Job Summary
We are looking for a skilled Data Engineer with strong experience in Google Cloud Platform (GCP) to design and build scalable data pipelines. The ideal candidate will have hands-on expertise in processing JSON data structures (including complex 3×3 nested formats) and developing efficient data ingestion and transformation workflows.
Key Responsibilities
- Design, develop, and maintain end-to-end data pipelines on GCP
- Ingest, parse, and transform JSON datasets (including structured 3×3/nested formats) into usable data models
- Build scalable ETL/ELT pipelines using tools such as Cloud Dataflow, Dataproc, or Composer
- Optimize data workflows for performance, cost, and reliability
- Work with structured and semi-structured data from multiple sources (APIs, files, streaming data)
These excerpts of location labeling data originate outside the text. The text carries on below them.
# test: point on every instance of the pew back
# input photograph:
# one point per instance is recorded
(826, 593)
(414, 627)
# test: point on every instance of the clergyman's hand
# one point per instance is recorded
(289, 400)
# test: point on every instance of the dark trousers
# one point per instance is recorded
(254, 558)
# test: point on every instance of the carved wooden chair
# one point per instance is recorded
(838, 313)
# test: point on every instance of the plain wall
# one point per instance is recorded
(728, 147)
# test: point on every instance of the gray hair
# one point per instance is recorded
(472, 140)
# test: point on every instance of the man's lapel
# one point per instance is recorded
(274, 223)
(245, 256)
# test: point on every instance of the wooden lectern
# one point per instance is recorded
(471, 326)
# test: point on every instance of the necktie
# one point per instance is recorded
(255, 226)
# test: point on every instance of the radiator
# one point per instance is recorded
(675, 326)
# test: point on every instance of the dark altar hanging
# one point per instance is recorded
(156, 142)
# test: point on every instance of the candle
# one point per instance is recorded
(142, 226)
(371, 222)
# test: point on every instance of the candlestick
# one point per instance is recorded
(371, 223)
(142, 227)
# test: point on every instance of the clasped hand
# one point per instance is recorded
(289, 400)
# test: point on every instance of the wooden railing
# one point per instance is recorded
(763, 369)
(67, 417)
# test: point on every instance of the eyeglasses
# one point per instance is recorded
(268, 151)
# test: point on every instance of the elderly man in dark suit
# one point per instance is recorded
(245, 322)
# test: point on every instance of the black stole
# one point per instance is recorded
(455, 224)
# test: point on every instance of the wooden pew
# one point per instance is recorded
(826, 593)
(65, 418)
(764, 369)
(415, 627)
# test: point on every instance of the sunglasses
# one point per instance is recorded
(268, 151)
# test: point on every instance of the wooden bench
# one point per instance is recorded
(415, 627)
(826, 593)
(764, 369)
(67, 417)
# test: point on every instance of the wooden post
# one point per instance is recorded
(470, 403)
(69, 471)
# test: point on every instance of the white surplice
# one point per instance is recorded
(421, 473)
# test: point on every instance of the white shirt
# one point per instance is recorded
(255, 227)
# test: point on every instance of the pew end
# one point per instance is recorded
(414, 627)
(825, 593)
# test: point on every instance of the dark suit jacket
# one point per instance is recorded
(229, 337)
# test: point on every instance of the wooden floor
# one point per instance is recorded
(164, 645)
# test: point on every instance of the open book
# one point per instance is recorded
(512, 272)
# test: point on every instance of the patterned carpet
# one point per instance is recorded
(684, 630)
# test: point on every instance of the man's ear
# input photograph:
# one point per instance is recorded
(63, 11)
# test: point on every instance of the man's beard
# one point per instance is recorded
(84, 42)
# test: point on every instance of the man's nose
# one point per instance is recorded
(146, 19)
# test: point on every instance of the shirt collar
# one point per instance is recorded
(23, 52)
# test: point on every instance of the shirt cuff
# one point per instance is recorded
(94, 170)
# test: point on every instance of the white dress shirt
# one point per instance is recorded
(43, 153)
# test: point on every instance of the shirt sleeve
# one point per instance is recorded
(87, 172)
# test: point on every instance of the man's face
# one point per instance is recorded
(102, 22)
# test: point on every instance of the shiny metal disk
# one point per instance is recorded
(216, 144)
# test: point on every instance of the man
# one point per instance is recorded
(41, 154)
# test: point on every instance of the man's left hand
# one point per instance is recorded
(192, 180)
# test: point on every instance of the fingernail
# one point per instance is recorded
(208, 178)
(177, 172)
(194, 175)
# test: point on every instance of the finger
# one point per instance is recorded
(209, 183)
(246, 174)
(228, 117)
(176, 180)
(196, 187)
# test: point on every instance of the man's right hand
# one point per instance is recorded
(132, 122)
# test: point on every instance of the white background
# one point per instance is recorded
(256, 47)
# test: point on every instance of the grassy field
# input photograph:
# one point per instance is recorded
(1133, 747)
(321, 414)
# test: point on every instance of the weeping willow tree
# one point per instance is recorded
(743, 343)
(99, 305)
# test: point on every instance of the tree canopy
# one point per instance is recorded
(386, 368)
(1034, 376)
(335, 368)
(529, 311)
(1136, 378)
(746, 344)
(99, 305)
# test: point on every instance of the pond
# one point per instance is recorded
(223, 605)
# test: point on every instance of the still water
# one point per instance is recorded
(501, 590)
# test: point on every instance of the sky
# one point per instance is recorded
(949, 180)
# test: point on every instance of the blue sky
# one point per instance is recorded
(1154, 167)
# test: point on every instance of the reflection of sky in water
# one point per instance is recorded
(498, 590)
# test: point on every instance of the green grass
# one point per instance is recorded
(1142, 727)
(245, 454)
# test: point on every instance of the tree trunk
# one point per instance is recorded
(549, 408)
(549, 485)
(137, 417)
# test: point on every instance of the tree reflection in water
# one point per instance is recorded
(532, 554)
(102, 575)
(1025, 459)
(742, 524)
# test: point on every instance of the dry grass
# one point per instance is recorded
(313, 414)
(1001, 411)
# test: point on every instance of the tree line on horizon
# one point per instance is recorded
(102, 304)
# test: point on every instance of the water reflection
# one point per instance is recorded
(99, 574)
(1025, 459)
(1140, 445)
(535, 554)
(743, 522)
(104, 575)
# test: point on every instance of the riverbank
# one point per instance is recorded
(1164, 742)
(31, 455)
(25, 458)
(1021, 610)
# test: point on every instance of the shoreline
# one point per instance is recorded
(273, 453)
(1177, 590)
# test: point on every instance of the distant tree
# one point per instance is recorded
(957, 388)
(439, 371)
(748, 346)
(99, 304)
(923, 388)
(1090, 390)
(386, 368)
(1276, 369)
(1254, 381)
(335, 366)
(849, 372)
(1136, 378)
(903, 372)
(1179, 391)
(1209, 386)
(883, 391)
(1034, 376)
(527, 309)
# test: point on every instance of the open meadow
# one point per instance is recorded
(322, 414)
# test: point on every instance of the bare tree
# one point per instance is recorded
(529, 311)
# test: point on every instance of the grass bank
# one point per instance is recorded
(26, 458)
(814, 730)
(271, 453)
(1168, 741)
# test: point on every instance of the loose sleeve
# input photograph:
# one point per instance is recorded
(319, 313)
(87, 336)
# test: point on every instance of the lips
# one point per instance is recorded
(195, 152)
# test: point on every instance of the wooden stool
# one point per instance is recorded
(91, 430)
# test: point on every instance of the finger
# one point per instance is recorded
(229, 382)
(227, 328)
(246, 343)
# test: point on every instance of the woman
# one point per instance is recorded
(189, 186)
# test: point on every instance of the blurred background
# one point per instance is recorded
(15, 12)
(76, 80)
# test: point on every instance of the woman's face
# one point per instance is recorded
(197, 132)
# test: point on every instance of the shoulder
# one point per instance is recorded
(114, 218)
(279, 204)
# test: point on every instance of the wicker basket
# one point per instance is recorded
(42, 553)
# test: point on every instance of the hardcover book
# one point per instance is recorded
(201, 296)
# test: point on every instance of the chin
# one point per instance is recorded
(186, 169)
- Implement data quality checks and validation mechanisms
- Collaborate with analytics and data science teams to enable downstream use cases
- Manage data storage solutions such as BigQuery, Cloud Storage, and Pub/Sub
- Ensure data security, governance, and compliance standards are met
Required Skills
- Strong experience with Google Cloud Platform (GCP) services
- Hands-on experience in building data pipelines (batch & streaming)
- Expertise in handling JSON data formats, including nested and matrix-like (3×3) structures
- Proficiency in SQL and Python (or Java/Scala)
- Experience with BigQuery for data warehousing and querying
- Familiarity with Cloud Dataflow / Apache Beam or similar frameworks
- Understanding of data modeling and ETL design patterns
Good to Have
- Experience with real-time streaming (Pub/Sub, Kafka)
- Knowledge of Airflow / Cloud Composer for orchestration
- Exposure to data lake architectures
- Understanding of CI/CD pipelines in data engineering
Key Competencies
- Strong problem-solving and analytical skills
- Ability to handle complex data structures (especially JSON transformations)
- Good communication and stakeholder management skills